Gerard Reumer, CEO of Skytanking

It’s also the most important measurement of success. “Our focus is to make sure that all our operations are conducted in a safe and responsible manner. It’s a field we need to excel in. There’s no room for deviation from any of the high standards we’ve put in place.”

The company is harnessing digital innovations to further reinforce its safety protocol. “Digitalisation makes our operations much more efficient,” he says, explaining that “because the human factor has been removed, there’s much less possibility for error.”

“In our environment, safety is the number-one concern.”

Longstanding practices, such as pilots signing off paper tickets once refuelling is completed, are being upgraded. “Now the practice is digitised and we can send data directly not only to the cockpit but also to our stakeholders, whether that’s the fuel supplier, the airline or the airport,” he says.

Internally, the company’s mandatory Health, Safety, Security and Environment (HSSE) system is also online and undergoes regular checks and audits. “We improve our standards continually, almost daily,” Gerard continues.

Global vision

Gerard says the best decision he has made in his career was to be open to international opportunities. “I’ve had the privilege of working in many countries that were culturally very diverse,” he explains. Of all his postings, his time in Oman was particularly special. “I was responsible for building a business from the ground up. Today, it’s very successful, which makes me very proud.”

Employees are also required to complete regular e-training modules, many on an ongoing basis. “One of the things that we are focusing on is the human aspect of our operation.

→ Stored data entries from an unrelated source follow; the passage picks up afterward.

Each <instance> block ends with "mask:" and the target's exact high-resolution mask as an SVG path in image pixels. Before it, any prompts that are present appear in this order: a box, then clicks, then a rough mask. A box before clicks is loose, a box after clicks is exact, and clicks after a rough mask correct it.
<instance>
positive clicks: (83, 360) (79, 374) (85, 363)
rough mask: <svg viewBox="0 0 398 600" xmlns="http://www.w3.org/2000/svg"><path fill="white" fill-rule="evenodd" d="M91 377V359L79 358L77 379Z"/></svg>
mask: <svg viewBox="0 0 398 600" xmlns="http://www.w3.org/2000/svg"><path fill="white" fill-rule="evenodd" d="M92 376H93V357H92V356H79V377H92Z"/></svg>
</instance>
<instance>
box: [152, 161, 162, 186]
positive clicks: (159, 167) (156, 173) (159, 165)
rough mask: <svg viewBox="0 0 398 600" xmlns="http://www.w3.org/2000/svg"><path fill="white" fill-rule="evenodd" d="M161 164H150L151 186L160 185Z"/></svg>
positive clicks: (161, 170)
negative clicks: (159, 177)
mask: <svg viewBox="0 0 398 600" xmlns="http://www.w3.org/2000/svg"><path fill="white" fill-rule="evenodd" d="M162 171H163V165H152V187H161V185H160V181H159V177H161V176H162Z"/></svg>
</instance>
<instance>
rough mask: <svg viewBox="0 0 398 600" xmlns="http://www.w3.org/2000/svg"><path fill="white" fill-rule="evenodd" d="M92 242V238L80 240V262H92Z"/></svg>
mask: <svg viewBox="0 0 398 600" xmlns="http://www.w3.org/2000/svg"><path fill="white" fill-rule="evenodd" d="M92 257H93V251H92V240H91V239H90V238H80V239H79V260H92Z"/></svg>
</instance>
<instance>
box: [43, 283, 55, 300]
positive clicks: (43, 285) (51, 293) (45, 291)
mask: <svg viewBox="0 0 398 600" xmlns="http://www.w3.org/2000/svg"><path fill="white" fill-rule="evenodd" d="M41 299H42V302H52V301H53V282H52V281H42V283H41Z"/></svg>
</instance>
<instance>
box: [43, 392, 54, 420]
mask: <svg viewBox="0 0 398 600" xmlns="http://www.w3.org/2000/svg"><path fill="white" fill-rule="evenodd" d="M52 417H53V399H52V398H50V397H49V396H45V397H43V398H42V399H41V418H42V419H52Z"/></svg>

We are a global company, so our customers can expect exactly the same standards in India as they would in Germany or the UK, for example,” he says.

“There is a clear focus on our people to make sure they remain motivated and up-to-date with the latest knowledge.”

With 2,000 employees, Gerard believes that it’s the people – and the corporate culture they help develop – who act as the key factors in Skytanking’s success.

“People make a corporate culture and it’s all driven by running a safe and sound, top-quality and reliable service for our customers where we have zero tolerance for any shortcuts on our standards,” he emphasises. “That is critical to be successful in what we do.”